Researchers from RiskIQ have published details on the British Airways data breach that impacted 380,000 booking transactions between August 21 and September of this year linking it to Magecart, a known for web-based credit card skimming, that likely used a cross-site scripting attack. The group also invested time into targets to find ways to breach specific high-profile companies, like Ticketmaster https://www.riskiq.com/blog/labs/magecart-british-airways-breach/
COMMENT:
Mike Bittner, digital security and operations manager at The Media Trust:
“The British Airways and Ticketmaster breaches demonstrate two things: the failure of some developers and software engineers to integrate security measures in designing web apps and organized cybercriminals’ continued exploitation of the resulting web app vulnerabilities to stage their attacks.

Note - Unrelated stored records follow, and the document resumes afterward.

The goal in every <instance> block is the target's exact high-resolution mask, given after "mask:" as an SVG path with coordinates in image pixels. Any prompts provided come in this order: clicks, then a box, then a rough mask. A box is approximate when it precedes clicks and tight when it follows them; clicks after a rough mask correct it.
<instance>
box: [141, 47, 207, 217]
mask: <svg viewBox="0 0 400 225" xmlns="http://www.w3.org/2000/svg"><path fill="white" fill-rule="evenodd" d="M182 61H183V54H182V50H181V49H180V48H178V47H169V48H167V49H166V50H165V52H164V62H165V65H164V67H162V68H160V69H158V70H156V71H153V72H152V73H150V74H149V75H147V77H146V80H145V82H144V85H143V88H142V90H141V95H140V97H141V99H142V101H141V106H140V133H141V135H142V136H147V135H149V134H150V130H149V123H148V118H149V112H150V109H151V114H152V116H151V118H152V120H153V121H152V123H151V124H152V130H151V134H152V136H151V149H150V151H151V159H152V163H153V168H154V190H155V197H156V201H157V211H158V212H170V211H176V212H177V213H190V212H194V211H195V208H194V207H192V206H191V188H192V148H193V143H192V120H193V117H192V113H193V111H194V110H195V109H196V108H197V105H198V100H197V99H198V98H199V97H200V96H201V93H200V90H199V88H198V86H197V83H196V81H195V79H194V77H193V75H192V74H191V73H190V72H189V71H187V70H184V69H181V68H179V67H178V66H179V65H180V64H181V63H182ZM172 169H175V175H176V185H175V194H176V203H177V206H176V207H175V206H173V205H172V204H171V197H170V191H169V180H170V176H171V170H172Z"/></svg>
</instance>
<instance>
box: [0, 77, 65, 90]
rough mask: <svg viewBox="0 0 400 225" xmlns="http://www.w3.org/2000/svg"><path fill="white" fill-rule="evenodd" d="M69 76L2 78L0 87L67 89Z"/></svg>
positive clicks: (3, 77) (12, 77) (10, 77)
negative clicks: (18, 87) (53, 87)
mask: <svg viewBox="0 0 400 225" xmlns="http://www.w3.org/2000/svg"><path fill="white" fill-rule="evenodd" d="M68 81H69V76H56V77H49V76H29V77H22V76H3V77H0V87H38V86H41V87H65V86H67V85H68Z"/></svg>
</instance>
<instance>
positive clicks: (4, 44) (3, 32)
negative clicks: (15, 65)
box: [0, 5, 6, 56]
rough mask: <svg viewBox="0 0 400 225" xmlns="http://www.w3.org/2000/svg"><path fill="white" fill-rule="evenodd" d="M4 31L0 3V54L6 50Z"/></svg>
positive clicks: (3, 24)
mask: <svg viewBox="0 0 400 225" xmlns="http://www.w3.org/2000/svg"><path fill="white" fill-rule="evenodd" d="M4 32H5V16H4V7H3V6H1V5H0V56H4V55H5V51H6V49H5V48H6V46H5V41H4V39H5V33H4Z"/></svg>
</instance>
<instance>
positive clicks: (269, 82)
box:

The tools and techniques to prevent cross-site scripting and SQL injections have been around for a while, but they continue to be ignored. Developers should determine what is safe user input and reject all others, be they text, javascript or any unauthorized code. Website operators should carefully vet third-party web app providers to ensure their products have the right security measures in place. Second, they should test their web apps to ensure they are not vulnerable to attacks involving cross-site scripting or SQL injections. Finally, they should continuously scan their sites in real-time to detect any unauthorized code. Anything less than a pro-active, comprehensive approach to securing their sites could amount to infringement of a growing number of consumer data privacy regulations like GDPR.”